Before almost every election Israel's tensions with Palestinians and Palestinian factions are escalated by Israeli politicians as part of their election campaign. Israelis are going to vote for municipalities and other bodies for local administrations at the end of this month. Therefore, it is widely seen that Israeli politicians base their campaigns on anti-Palestinian sentiment, particularly exploiting the new illegal settlement issue. Moreover, racist campaigns, slogans and banners are widely visible as well.
One of the most remarkable racist slogans on a street sign was seen in Ramle where the right-wing parties are generally receiving more support. The right-wing Habayit Hayehudi party put up advertisements in Ramle's streets, depicting a veiled woman in front of sacred Jewish signs. The statement under the depiction reads, "There are hundreds of cases of assimilation in Ramle and nobody cares. Tomorrow it could be your daughter."

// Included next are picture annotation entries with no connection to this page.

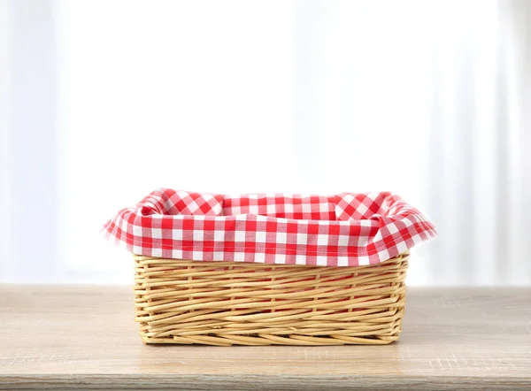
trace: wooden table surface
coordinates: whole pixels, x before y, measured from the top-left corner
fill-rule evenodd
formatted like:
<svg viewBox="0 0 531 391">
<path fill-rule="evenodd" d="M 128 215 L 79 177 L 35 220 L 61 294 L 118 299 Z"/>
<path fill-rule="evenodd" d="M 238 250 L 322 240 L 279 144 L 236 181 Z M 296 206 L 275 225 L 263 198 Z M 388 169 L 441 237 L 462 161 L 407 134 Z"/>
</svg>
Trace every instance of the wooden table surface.
<svg viewBox="0 0 531 391">
<path fill-rule="evenodd" d="M 129 287 L 0 285 L 0 389 L 531 389 L 531 289 L 409 288 L 386 346 L 147 346 Z"/>
</svg>

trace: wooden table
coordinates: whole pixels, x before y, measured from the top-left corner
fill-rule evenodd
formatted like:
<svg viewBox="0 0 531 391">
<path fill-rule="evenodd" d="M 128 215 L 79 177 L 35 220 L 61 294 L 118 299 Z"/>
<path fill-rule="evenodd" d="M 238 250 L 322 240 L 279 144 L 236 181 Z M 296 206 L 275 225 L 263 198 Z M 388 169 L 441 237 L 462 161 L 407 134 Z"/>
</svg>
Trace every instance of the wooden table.
<svg viewBox="0 0 531 391">
<path fill-rule="evenodd" d="M 146 346 L 129 287 L 0 286 L 0 389 L 531 389 L 531 289 L 408 290 L 387 346 Z"/>
</svg>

Another statement, which aims to convince residents why they should vote for that party, said, "Only a strong Habayit Hayehudi can preserve Jewish Ramle." In fact, Ramle is mostly populated by Jews but does include Palestinians as members of both faiths struggle to live together despite Israel's discriminatory policies. Worse, the party's main office defended the signs, saying "the party's position on assimilation is clear: The Jewish people must preserve its national character and preserve its tradition, religion, culture and heritage. At the same time, it is proper to preserve an honorable campaign style."
In a similar fashion, the Likud Party in its campaign in Tel Aviv used the slogan of "It is us or them." In one of the posters, a masked Palestinian was shown with a flag above the words, "The Islamic Movement in Jaffa." On the other side of the same poster there was an Israeli flag under the words, "The Hebrew city." At the bottom it read, "Only the Likud, the Right of Tel Aviv." In another poster there was an image of African migrants, who were waving an Eritrean flag. The statement on this poster read, "City of infiltrators." Similar to Ramle, Tel Aviv-Jaffa is composed of mixed ethnicities and faiths.